Modern mentoring reduces barriers between people and engages them in a broad, networked manner so that knowledge can flow to the point of need. As a result, networks tend to be informal and flexible in nature and are governed by reciprocity.
Mentors can provide employees with insight into areas of the business that the employee may not be able to see from his/her position, and can help the employee reach his/her goals by advocating for them, and providing opportunities to connect with key decision-makers.
Modern mentoring can have a far-reaching organizational impact, making it a great vehicle for engaging and developing the diversity that makes up our workforce.
Principles of Modern Mentoring
- It’s self-directed. You ask for and share advice and resources when it makes sense for you.

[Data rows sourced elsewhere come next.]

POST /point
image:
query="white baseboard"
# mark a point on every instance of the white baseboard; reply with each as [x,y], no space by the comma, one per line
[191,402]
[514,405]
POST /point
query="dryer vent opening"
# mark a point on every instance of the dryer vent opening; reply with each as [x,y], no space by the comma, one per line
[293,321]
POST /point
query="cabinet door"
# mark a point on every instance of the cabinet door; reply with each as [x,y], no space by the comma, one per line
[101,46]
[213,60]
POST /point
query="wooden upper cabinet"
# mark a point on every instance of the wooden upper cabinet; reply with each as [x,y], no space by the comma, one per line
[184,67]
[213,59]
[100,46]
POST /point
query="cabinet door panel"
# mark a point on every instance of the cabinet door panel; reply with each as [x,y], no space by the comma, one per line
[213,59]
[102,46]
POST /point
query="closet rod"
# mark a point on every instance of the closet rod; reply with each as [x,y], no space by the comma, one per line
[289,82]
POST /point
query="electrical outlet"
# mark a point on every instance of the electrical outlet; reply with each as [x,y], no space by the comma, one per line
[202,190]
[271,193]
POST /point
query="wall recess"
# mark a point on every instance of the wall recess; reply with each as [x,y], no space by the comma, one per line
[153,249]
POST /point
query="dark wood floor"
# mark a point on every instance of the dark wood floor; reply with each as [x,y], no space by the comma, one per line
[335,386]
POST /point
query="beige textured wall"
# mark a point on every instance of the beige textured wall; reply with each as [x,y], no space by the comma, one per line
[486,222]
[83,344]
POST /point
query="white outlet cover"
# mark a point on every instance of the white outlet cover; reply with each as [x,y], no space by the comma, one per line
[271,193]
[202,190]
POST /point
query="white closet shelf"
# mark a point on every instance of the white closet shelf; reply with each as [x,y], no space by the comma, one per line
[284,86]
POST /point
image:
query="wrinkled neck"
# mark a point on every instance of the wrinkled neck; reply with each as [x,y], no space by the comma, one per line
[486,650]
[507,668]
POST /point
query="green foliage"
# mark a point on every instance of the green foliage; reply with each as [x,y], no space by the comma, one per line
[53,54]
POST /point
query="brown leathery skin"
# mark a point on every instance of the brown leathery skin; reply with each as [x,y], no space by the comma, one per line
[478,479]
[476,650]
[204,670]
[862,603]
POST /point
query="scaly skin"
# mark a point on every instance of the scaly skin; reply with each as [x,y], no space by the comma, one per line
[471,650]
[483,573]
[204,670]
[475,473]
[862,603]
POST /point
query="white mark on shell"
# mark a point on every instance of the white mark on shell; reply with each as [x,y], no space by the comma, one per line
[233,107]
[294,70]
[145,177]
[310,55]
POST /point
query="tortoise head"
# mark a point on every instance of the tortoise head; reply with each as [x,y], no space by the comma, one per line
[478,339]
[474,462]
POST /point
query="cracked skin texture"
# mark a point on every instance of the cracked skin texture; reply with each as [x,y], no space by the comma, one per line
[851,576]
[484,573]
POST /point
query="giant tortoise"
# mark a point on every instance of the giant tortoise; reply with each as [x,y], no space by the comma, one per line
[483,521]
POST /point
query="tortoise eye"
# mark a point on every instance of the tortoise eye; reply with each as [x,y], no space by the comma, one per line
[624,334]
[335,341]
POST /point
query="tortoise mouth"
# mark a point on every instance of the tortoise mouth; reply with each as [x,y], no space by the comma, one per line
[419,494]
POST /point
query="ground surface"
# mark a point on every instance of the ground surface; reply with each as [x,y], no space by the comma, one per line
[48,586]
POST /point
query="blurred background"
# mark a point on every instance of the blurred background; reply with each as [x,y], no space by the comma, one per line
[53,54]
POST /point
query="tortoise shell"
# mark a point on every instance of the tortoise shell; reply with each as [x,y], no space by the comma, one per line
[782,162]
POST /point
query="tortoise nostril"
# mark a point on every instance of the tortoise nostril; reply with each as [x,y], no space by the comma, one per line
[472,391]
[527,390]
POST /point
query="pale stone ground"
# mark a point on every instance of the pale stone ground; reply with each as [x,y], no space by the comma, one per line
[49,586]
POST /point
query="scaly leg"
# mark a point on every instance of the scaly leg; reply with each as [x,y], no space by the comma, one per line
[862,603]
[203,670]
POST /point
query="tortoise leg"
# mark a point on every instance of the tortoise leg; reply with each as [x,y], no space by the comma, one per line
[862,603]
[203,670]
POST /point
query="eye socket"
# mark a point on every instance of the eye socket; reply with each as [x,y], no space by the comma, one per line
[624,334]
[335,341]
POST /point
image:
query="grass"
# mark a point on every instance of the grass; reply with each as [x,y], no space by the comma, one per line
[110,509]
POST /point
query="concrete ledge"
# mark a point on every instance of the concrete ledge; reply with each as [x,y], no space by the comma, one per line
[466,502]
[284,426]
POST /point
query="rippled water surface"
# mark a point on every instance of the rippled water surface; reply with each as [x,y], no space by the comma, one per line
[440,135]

- It transcends groups and organizational boundaries. It can involve multiple mentors and networks.
- It’s flexible. Mentoring topics range from providing strategies for career goals, specific advice for issues, and referrals to additional resources or individuals.
- It puts you in the driver’s seat. Technology allows you to navigate career progression options within your organization, and build virtual relationships. This empowers you to be in control of your learning.
- It keeps you connected. Mentoring can make you feel more connected to others throughout the organization and can allow you to reach out to another person or group of people for support.
Keys to Successful Mentoring Engagements
Here are some ways to ensure that mentoring engagements will be productive and successful:
- Commit. Successful mentoring engagements take effort in order to make them work. Participate only if you can make the time commitment.
- Be responsive. A successful engagement is one in which you demonstrate your willingness to learn from and advise others.
- Be accountable. A strong engagement is built on trust and reliability. If you make a commitment in your mentoring engagement, schedule time in your calendar to accomplish your task to ensure that it is completed as promised.
- Be supportive. Be aware of personal biases and others’ backgrounds when conversing. Challenge yourself to be as open as possible to new people, ideas, and solutions.
- Hold confidences. At the beginning of mentoring engagement, discuss participant expectations of confidentiality. Don’t discuss mentoring conversations with anyone except engagement participants to prohibit unintentionally sharing someone else’s confidential information. Trust that other participants will provide you the same courtesy.
- Appreciate feedback. Offer and hear feedback in the spirit of improving competencies and building areas of weakness and strength. Give constructive feedback, and be aware that feedback is offered as advice or suggestions for self-improvement; it is not criticism.
- Be focused. Ensure the engagement’s purpose and goals are clear. Periodic check-ins for progress against these goals will also help keep things on track.